The Anagarika Dharmapala provided this description of bhikkus:

A Bhikku is one who aspires to follow the higher teachings of the Buddha and will take the ten vows. He may enter the monastic order if he has the consent of his parents and, in the case of a soldier, of his commander, and if he is free from contagious diseases.

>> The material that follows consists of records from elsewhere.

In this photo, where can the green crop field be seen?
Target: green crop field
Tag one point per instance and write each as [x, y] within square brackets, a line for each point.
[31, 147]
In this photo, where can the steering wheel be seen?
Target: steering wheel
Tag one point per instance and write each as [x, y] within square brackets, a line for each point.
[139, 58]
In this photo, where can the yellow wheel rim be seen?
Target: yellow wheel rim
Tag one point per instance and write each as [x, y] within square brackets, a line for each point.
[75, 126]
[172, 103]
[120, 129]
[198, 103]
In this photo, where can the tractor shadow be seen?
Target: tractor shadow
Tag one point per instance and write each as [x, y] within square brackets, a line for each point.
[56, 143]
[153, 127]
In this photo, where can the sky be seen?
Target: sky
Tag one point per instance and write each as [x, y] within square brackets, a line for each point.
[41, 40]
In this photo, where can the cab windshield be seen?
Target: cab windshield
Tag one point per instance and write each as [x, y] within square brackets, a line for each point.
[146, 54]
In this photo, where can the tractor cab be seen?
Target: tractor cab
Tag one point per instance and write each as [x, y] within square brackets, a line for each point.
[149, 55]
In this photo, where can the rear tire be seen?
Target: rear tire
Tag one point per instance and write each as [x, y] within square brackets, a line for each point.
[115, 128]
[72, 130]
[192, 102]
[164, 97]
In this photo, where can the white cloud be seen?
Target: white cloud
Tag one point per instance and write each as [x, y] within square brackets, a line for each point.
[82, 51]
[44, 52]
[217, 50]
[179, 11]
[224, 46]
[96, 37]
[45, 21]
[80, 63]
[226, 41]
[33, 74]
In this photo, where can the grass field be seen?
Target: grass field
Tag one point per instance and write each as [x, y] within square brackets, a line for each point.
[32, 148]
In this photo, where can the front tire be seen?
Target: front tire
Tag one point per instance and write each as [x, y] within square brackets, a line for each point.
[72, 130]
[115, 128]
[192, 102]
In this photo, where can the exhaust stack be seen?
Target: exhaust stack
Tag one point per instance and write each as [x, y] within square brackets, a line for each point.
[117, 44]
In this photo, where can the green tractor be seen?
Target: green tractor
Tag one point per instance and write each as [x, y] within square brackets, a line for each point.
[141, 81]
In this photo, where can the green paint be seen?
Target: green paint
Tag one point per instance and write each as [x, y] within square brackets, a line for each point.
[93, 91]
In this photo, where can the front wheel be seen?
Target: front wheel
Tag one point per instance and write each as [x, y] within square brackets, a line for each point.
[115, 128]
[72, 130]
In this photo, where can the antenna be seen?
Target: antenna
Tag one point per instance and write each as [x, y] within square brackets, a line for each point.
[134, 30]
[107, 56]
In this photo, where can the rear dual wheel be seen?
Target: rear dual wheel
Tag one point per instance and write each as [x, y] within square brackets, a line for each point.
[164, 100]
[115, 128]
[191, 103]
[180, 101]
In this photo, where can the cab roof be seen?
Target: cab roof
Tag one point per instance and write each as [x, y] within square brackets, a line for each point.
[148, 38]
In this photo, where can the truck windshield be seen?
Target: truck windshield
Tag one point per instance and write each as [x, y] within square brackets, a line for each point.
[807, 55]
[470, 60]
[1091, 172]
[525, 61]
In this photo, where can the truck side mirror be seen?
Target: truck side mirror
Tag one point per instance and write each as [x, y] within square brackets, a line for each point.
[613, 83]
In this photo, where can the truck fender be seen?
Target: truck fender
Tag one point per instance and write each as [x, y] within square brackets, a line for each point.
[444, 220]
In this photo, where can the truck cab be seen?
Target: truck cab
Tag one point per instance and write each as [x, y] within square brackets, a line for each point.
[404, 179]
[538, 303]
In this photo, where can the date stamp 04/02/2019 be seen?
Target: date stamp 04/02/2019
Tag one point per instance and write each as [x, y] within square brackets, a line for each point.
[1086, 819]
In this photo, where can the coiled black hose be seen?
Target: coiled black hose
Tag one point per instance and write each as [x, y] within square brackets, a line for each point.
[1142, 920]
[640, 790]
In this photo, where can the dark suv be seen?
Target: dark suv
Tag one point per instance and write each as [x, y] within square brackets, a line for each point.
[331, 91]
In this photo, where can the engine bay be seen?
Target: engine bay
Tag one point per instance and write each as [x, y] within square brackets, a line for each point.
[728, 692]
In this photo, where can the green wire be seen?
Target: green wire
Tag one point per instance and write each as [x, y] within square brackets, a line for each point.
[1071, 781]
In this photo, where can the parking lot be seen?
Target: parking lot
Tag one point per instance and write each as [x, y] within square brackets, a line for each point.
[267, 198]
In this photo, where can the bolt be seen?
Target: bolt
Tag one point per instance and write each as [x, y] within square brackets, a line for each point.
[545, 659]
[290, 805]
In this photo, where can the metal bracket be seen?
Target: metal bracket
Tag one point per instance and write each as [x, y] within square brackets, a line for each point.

The ten vows are: not to kill; not to steal; to abstain from inchastity; to speak the truth; to abstain from intoxicating drinks and drugs; not to eat at forbidden hours (the bhikkhus are not supposed to partake of solid food after the midday meal); to abstain from dancing , music, theaters and all worldly amusement; not to use ornaments, perfumes and ointments; not to use luxurious beds; not to accept money. There are certain additional regulations in regard to discipline clothing and food, but otherwise the bhikku is free to reach his spiritual goal by any route, so long as he practices with faithfulness abstinence and self-denial...

I was fortunate in knowing well the Venerable H. Sri Sumangala, that most learned and beloved of bhikkhus, who until his death, in 1911, was the high priest of the Sri-pada, the Temple of the Sacred Footprint of the Buddha on Adam's Peak, where devout Buddhists have made pilgrimages for centuries."[1]


  1. Anagarika Dharmapala, "On the Eightfold Path: Memories of an Interpreter of Buddhism to the Present-Day World," Asia (September, 1927), 721-722.